痛快な捨身の戦法
一難去って又一難。こんどの相手は、潜水艦の最も苦手とする飛行機です。これに会ったら最後、いくら潜っても逃げようとしてもだめです。三十メートルや四十メートルの深さでは、海水を透して、アリアリと見えるからです。また水面を全速力で逃げ出しても、潜水艦と飛行機の競走では、まったく亀と兎で、瞬《またた》く間に追いつかれてしまいます。折角危い命を拾ったと思った第八潜水艦でしたが、どんなにもがいてみても、今度という今度は最期が迫ったようです。
大汽船はと見ると、マストの上に鮮かな××旗をかかげ、憎々しく落着いて、こっちを向いて快走してきます。自分の飛行機がどんなに痛快に日本の潜水艦をやっつけるか、高見の見物をしようというつもりに違いありません。
「生意気な汽船だ」
先任将校が耐《こら》えかねたように、口の中で怒鳴りました。
しかし誰もが、もう覚悟をきめました。この上は、艦長からの果断なる命令を待つばかりです。
航程六千キロ。本国を後にして、勇敢にも×国の海に進入した第八潜水艦も、遂にここで空しく海底に葬られねばならないのでしょうか。
艦長清川大尉は、ビクとも驚きません。ここで騒いだり、悲観しては帝国軍人の名折れです。

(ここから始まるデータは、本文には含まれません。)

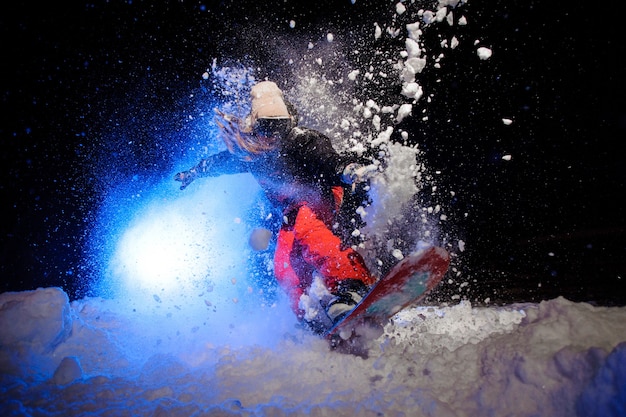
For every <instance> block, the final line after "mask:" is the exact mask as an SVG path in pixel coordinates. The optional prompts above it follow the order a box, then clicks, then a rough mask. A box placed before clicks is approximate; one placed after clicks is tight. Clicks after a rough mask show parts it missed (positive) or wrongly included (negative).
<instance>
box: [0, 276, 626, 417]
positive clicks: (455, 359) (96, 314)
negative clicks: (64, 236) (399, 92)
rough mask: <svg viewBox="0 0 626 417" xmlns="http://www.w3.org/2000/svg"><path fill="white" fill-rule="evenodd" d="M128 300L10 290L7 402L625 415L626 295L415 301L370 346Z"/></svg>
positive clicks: (270, 409)
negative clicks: (258, 342)
mask: <svg viewBox="0 0 626 417" xmlns="http://www.w3.org/2000/svg"><path fill="white" fill-rule="evenodd" d="M124 303H126V301H124ZM124 303H122V302H120V301H116V300H102V299H99V298H88V299H84V300H78V301H74V302H72V303H68V301H67V295H65V294H64V293H63V292H62V291H61V290H59V289H57V288H46V289H38V290H36V291H27V292H18V293H4V294H0V323H1V324H2V331H1V332H0V370H1V376H0V378H1V381H2V383H1V384H0V386H1V387H2V388H0V399H2V401H0V414H2V415H35V414H38V415H59V414H72V415H85V414H88V413H91V415H126V414H128V415H136V416H139V415H169V416H192V415H193V416H196V415H198V416H199V415H214V414H216V415H245V416H266V415H305V414H306V415H333V416H344V415H345V416H353V415H364V416H369V415H372V416H374V415H419V416H422V415H424V416H476V415H510V414H514V415H516V416H531V415H542V416H573V415H577V414H578V415H584V416H595V415H597V416H620V415H624V404H626V390H625V388H624V387H626V372H625V371H624V370H625V369H626V366H624V365H625V364H626V329H625V328H624V324H623V323H624V322H625V320H626V308H617V307H614V308H604V307H593V306H591V305H588V304H584V303H573V302H570V301H568V300H566V299H563V298H557V299H554V300H550V301H545V302H542V303H539V304H520V305H511V306H504V307H473V306H471V305H470V304H469V303H467V302H462V303H460V304H458V305H453V306H448V307H439V306H425V307H416V308H412V309H408V310H405V311H403V312H401V313H399V314H398V315H397V316H396V317H395V318H394V320H393V322H392V323H390V324H389V325H387V326H386V327H385V332H384V334H383V335H382V336H381V337H380V338H378V339H377V340H375V341H374V342H373V344H372V346H371V348H370V352H369V353H370V354H369V357H368V358H366V359H364V358H362V357H357V356H352V355H346V354H341V353H338V352H334V351H330V350H329V349H328V345H327V343H326V342H324V341H323V340H320V339H319V338H317V337H315V336H312V335H310V334H307V333H305V332H303V331H302V330H301V329H299V328H298V327H296V326H294V325H291V326H287V327H284V326H276V329H275V330H267V332H268V338H272V339H273V340H274V342H275V343H274V344H273V345H272V344H266V345H260V344H257V343H250V344H246V343H245V342H243V343H241V341H242V340H245V334H246V327H243V329H242V332H243V334H242V337H241V338H240V339H234V340H237V342H232V343H229V344H218V343H216V341H219V340H222V339H220V338H219V337H217V336H216V335H215V334H213V332H212V331H211V328H210V326H205V325H203V323H204V322H206V321H207V317H206V316H197V317H196V318H195V320H190V319H188V318H187V321H186V322H185V323H184V324H182V325H180V327H179V329H178V332H170V331H169V330H167V328H165V327H164V330H163V332H162V333H158V332H155V331H154V330H153V324H154V323H150V322H149V321H147V320H149V316H147V315H144V314H137V312H136V311H135V312H133V310H132V309H129V308H128V307H127V306H125V305H123V304H124ZM262 313H263V312H261V311H257V312H252V314H251V316H250V317H251V318H250V322H249V323H246V325H247V326H248V328H252V327H254V326H255V321H256V320H262V318H260V317H261V316H262ZM285 314H288V310H287V309H286V310H285ZM254 317H257V318H254ZM174 318H175V317H174ZM152 320H154V321H156V322H159V321H162V318H161V317H153V319H152ZM157 324H158V323H157ZM234 328H237V323H235V324H234ZM68 329H71V331H68ZM142 329H146V330H145V333H144V332H142ZM193 329H199V330H195V331H194V330H193ZM268 329H271V327H270V328H268ZM191 334H193V335H194V337H190V335H191ZM168 340H169V342H170V343H166V342H167V341H168ZM174 347H175V348H174Z"/></svg>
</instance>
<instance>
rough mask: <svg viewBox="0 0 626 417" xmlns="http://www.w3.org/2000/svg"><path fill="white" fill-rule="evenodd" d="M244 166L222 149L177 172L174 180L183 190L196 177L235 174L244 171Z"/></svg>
mask: <svg viewBox="0 0 626 417" xmlns="http://www.w3.org/2000/svg"><path fill="white" fill-rule="evenodd" d="M246 171H247V169H246V166H245V165H244V164H243V163H242V162H241V161H240V160H239V159H238V158H236V157H235V156H234V155H233V154H231V153H230V152H228V151H223V152H219V153H216V154H214V155H211V156H209V157H208V158H205V159H202V160H201V161H200V162H198V164H197V165H195V166H194V167H192V168H190V169H189V170H187V171H183V172H179V173H178V174H176V175H175V176H174V180H175V181H179V182H180V183H181V185H180V189H181V190H184V189H185V188H187V186H188V185H189V184H191V183H192V182H193V180H195V179H196V178H202V177H216V176H218V175H221V174H236V173H240V172H246Z"/></svg>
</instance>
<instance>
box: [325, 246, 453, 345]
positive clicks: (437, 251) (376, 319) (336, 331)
mask: <svg viewBox="0 0 626 417" xmlns="http://www.w3.org/2000/svg"><path fill="white" fill-rule="evenodd" d="M449 265H450V255H449V254H448V252H447V251H446V250H445V249H443V248H440V247H436V246H432V247H430V248H427V249H425V250H423V251H419V252H414V253H412V254H410V255H409V256H407V257H405V258H404V259H402V260H401V261H400V262H399V263H398V264H396V265H395V266H394V267H393V268H392V269H391V270H390V271H389V272H388V273H387V274H386V275H385V276H384V277H383V278H381V279H380V280H379V281H378V282H377V283H376V284H374V286H373V287H372V288H371V290H370V291H369V292H368V293H367V294H366V295H365V297H363V299H362V300H361V302H360V303H359V304H357V305H356V307H355V308H354V309H353V310H352V311H350V313H348V315H347V316H345V317H344V318H343V319H342V320H341V321H339V322H338V323H336V324H335V325H334V326H333V327H331V328H330V329H329V330H328V331H327V332H326V334H325V338H326V339H327V340H329V341H330V344H331V347H333V348H335V347H338V346H339V345H341V344H343V343H345V341H347V340H350V339H351V338H352V337H353V336H354V333H355V331H357V330H358V328H359V326H363V325H364V324H367V323H369V324H377V325H378V326H384V325H385V324H386V323H387V322H388V321H389V320H390V319H391V318H392V317H393V316H394V315H395V314H396V313H398V312H399V311H401V310H403V309H404V308H406V307H408V306H409V305H413V304H417V303H419V302H420V301H421V300H423V299H424V298H425V297H426V295H428V293H429V292H430V291H431V290H432V289H433V288H435V287H436V286H437V285H438V284H439V282H441V280H442V279H443V277H444V275H445V274H446V272H447V270H448V266H449ZM381 331H382V330H381Z"/></svg>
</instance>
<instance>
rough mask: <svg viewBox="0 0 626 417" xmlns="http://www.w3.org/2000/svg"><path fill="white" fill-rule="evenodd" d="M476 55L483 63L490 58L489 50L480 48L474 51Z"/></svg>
mask: <svg viewBox="0 0 626 417" xmlns="http://www.w3.org/2000/svg"><path fill="white" fill-rule="evenodd" d="M476 53H477V54H478V57H479V58H480V59H482V60H483V61H484V60H486V59H489V58H491V53H492V52H491V49H489V48H485V47H484V46H481V47H480V48H478V49H477V50H476Z"/></svg>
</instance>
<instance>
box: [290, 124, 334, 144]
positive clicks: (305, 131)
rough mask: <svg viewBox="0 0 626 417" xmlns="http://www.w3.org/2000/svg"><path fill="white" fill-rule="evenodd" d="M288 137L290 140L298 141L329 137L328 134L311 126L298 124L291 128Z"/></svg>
mask: <svg viewBox="0 0 626 417" xmlns="http://www.w3.org/2000/svg"><path fill="white" fill-rule="evenodd" d="M288 138H289V139H290V140H294V139H296V140H297V141H298V142H303V141H306V142H308V141H315V140H320V139H327V136H326V135H324V134H323V133H322V132H320V131H318V130H315V129H311V128H309V127H303V126H296V127H294V128H293V129H291V131H290V132H289V136H288Z"/></svg>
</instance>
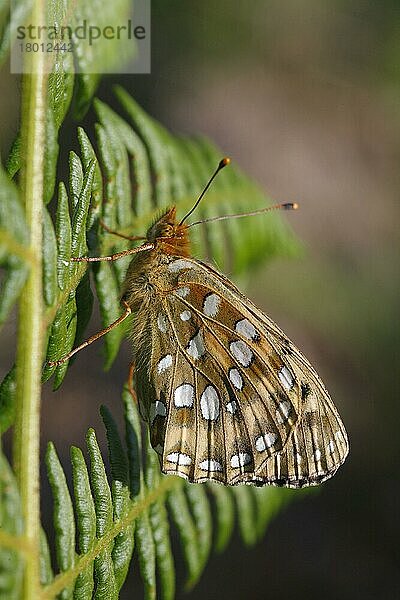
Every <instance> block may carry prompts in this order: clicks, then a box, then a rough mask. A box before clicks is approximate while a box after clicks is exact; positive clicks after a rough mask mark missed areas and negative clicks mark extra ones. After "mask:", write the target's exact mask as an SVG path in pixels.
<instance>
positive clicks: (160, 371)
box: [157, 354, 172, 373]
mask: <svg viewBox="0 0 400 600" xmlns="http://www.w3.org/2000/svg"><path fill="white" fill-rule="evenodd" d="M169 367H172V356H171V354H166V355H165V356H163V358H161V359H160V360H159V361H158V364H157V371H158V372H159V373H164V371H166V370H167V369H169Z"/></svg>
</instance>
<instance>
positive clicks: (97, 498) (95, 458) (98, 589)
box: [86, 429, 118, 600]
mask: <svg viewBox="0 0 400 600" xmlns="http://www.w3.org/2000/svg"><path fill="white" fill-rule="evenodd" d="M86 443H87V447H88V451H89V456H90V483H91V488H92V492H93V498H94V503H95V509H96V534H97V537H102V536H103V535H105V534H106V533H107V532H108V531H109V530H110V529H111V527H112V524H113V505H112V497H111V490H110V486H109V484H108V480H107V474H106V470H105V467H104V463H103V459H102V456H101V453H100V449H99V446H98V443H97V440H96V434H95V432H94V431H93V429H89V431H88V434H87V436H86ZM113 545H114V544H113V543H111V544H109V545H108V546H107V547H106V548H105V549H104V550H103V551H102V552H101V553H100V554H99V555H98V556H96V558H95V562H94V571H95V577H96V590H95V594H94V598H96V600H103V599H104V600H106V598H111V599H113V598H117V597H118V589H117V583H116V581H115V574H114V565H113V560H112V555H111V553H112V549H113Z"/></svg>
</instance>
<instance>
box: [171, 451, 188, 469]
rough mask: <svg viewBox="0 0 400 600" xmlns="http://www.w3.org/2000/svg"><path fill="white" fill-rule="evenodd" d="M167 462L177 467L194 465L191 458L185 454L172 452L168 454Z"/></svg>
mask: <svg viewBox="0 0 400 600" xmlns="http://www.w3.org/2000/svg"><path fill="white" fill-rule="evenodd" d="M167 460H168V461H169V462H172V463H174V464H175V465H182V466H188V465H190V464H192V459H191V458H190V456H188V455H187V454H184V453H183V452H171V454H168V456H167Z"/></svg>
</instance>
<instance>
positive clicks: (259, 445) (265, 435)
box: [256, 433, 278, 452]
mask: <svg viewBox="0 0 400 600" xmlns="http://www.w3.org/2000/svg"><path fill="white" fill-rule="evenodd" d="M277 439H278V436H277V435H276V433H266V434H264V435H260V437H258V438H257V439H256V449H257V450H258V452H264V450H267V448H271V447H272V446H273V445H274V444H275V442H276V440H277Z"/></svg>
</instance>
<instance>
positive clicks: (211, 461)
mask: <svg viewBox="0 0 400 600" xmlns="http://www.w3.org/2000/svg"><path fill="white" fill-rule="evenodd" d="M199 467H200V469H201V470H202V471H210V472H211V471H222V465H221V463H219V462H218V461H217V460H213V459H212V458H210V459H208V460H203V461H201V463H200V464H199Z"/></svg>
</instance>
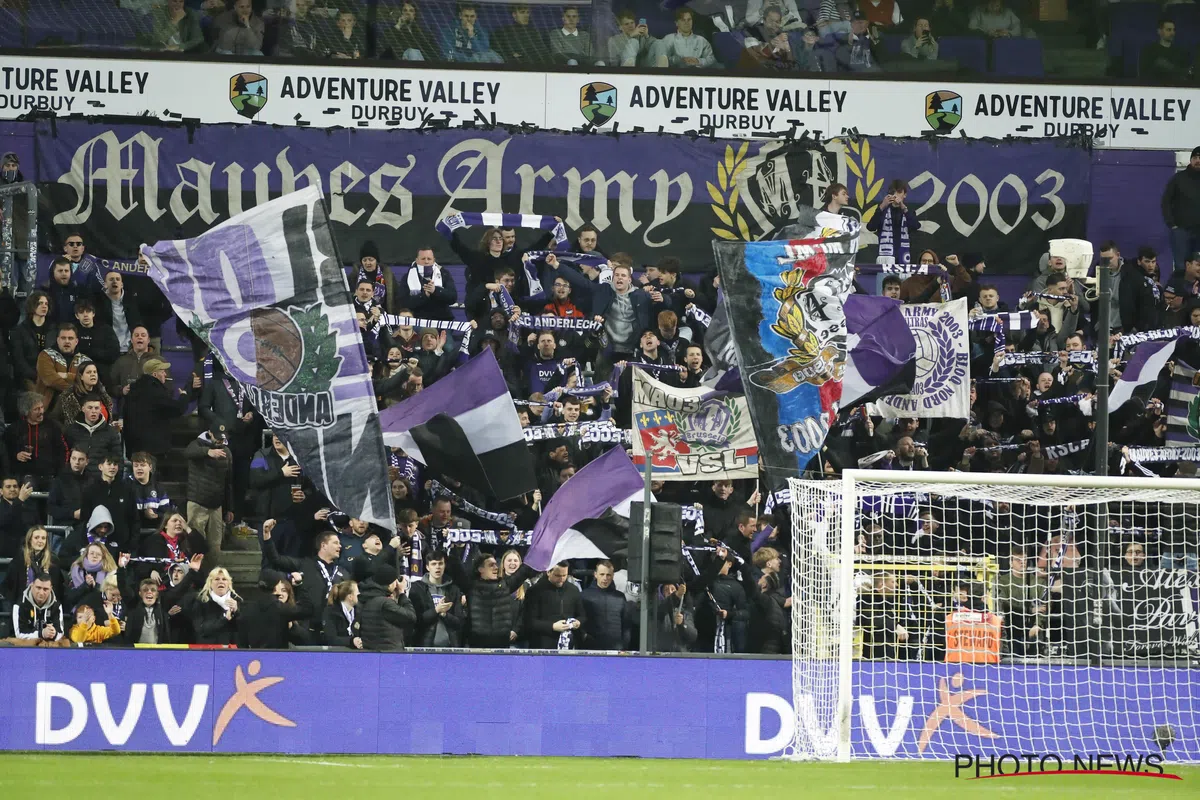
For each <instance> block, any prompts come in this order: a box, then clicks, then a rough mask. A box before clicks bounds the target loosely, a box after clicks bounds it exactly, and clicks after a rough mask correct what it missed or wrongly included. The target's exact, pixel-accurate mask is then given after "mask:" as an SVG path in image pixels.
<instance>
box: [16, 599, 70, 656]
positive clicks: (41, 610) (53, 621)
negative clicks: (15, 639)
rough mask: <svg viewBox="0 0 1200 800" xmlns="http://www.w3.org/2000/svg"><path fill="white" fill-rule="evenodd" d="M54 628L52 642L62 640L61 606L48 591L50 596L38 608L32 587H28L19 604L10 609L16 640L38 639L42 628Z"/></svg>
mask: <svg viewBox="0 0 1200 800" xmlns="http://www.w3.org/2000/svg"><path fill="white" fill-rule="evenodd" d="M47 625H53V626H54V632H55V636H54V640H55V642H58V640H59V639H61V638H62V634H64V633H65V630H64V627H62V606H61V603H59V599H58V597H56V596H55V595H54V590H53V589H50V596H49V597H47V600H46V602H44V603H43V604H41V606H38V604H37V603H36V602H34V587H32V585H30V587H28V588H26V589H25V593H24V594H23V595H22V596H20V603H18V604H16V606H13V607H12V630H13V633H14V634H16V636H17V638H18V639H40V638H42V628H44V627H46V626H47Z"/></svg>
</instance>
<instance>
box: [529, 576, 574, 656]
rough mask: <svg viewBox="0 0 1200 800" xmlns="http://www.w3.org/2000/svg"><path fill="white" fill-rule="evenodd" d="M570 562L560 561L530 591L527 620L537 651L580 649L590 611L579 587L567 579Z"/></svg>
mask: <svg viewBox="0 0 1200 800" xmlns="http://www.w3.org/2000/svg"><path fill="white" fill-rule="evenodd" d="M569 575H570V564H568V563H566V561H559V563H558V564H556V565H554V566H552V567H551V569H550V570H547V571H546V576H545V577H544V578H542V579H541V581H538V582H536V583H535V584H533V585H532V587H530V588H529V590H528V591H527V593H526V599H524V619H526V633H527V636H528V638H529V646H530V648H533V649H534V650H578V649H581V648H582V646H583V642H582V640H581V639H582V633H583V632H582V630H581V628H582V627H583V626H584V625H586V624H587V612H586V610H584V608H583V597H582V593H581V591H580V589H578V587H576V585H575V584H574V583H570V582H569V581H568V579H566V578H568V576H569Z"/></svg>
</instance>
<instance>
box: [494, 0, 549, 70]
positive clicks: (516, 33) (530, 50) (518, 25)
mask: <svg viewBox="0 0 1200 800" xmlns="http://www.w3.org/2000/svg"><path fill="white" fill-rule="evenodd" d="M494 42H496V52H497V53H499V54H500V58H503V59H504V62H505V64H545V62H546V61H547V58H546V42H545V40H542V37H541V34H540V32H539V31H538V29H536V28H534V26H533V25H530V24H529V6H527V5H524V4H520V5H516V6H512V24H511V25H505V26H504V28H500V29H499V30H497V31H496V37H494Z"/></svg>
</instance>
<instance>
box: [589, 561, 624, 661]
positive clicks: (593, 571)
mask: <svg viewBox="0 0 1200 800" xmlns="http://www.w3.org/2000/svg"><path fill="white" fill-rule="evenodd" d="M592 576H593V582H592V584H590V585H589V587H588V588H587V589H584V590H583V593H582V595H581V597H580V599H581V602H582V607H583V613H584V618H583V619H584V625H583V628H582V632H583V642H582V646H583V649H586V650H629V648H630V646H631V643H632V632H634V613H632V612H631V610H630V603H629V602H628V601H626V600H625V595H624V594H623V593H620V591H618V590H617V587H614V585H613V583H612V576H613V566H612V561H608V560H607V559H606V560H602V561H600V563H598V564H596V566H595V570H594V571H593V573H592Z"/></svg>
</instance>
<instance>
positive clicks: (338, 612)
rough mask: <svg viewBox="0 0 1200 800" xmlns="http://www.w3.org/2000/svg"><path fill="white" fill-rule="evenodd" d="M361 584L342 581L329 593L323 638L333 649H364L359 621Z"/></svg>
mask: <svg viewBox="0 0 1200 800" xmlns="http://www.w3.org/2000/svg"><path fill="white" fill-rule="evenodd" d="M358 604H359V584H358V582H356V581H342V582H341V583H337V584H335V585H334V588H332V589H330V591H329V603H328V604H326V606H325V610H324V613H323V615H322V636H323V637H324V639H325V644H328V645H329V646H331V648H348V649H350V650H361V649H362V637H361V636H359V630H360V627H361V626H360V624H359V620H358Z"/></svg>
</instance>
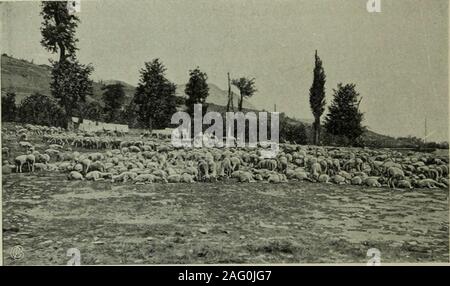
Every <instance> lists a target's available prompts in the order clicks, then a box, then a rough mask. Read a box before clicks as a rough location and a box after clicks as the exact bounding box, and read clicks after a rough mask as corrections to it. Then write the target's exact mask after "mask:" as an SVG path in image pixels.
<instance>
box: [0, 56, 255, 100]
mask: <svg viewBox="0 0 450 286" xmlns="http://www.w3.org/2000/svg"><path fill="white" fill-rule="evenodd" d="M1 75H2V88H1V91H2V94H3V93H5V92H15V93H16V96H17V97H16V101H17V103H20V102H21V101H22V100H23V99H24V98H26V97H27V96H30V95H31V94H33V93H35V92H39V93H42V94H45V95H50V76H51V67H50V66H48V65H36V64H34V63H32V62H29V61H26V60H20V59H16V58H14V57H10V56H8V55H2V57H1ZM114 83H120V84H122V85H123V86H124V91H125V96H126V97H127V99H128V100H131V98H133V95H134V93H135V90H136V87H135V86H133V85H131V84H128V83H126V82H123V81H120V80H105V81H101V82H94V92H93V93H94V94H93V96H92V97H90V98H88V100H89V101H91V100H94V101H99V102H100V103H101V97H102V93H103V91H102V89H101V88H102V86H103V84H114ZM185 87H186V85H185V84H180V85H177V91H176V95H177V96H179V97H183V98H186V94H185V93H184V89H185ZM128 100H127V101H128ZM237 100H238V96H237V95H235V97H234V106H235V107H237V104H238V101H237ZM227 101H228V92H227V91H224V90H222V89H220V88H219V87H217V86H216V85H215V84H213V83H211V84H209V96H208V99H207V102H208V103H212V104H215V105H220V106H226V105H227ZM243 106H244V108H246V109H254V107H253V105H252V104H250V103H249V102H248V101H247V100H244V103H243Z"/></svg>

(日本男子は、息の根のあるうちは、努力に努力を重ねて、頑張るのだッ)
大尉は日頃から思っていることを、口の中でいってみました。
見れば、×の攻撃機は、わが艦の砲撃をさけるかのように、やや向うに遠く離れて、もっぱら高度をあげることに努めているのでした。やがてこっちの手の届かない上空から爆撃を始めようという作戦なのでしょう。
「よおし、やるぞ」
大尉は何か決心を固めたものらしく、その両眼は生々と輝いてきました。
「潜航! 深度三十メートル、全速力!」
艦長は元気な声で号令をかけました。
艦はみるみる海上から姿を消して、なおもドンドン沈んでゆきます。潜望鏡も、すっかり水中に没して、今は水中聴音機が只一つのたよりです。こうなると、いつ飛行機から爆撃されるか、全く見当がつかなくなります。
乗組員は、艦長の心の中を、早く知りたいものだと焦りました。
「深度三十メートル」
潜舵手が明瞭な声で報告しました。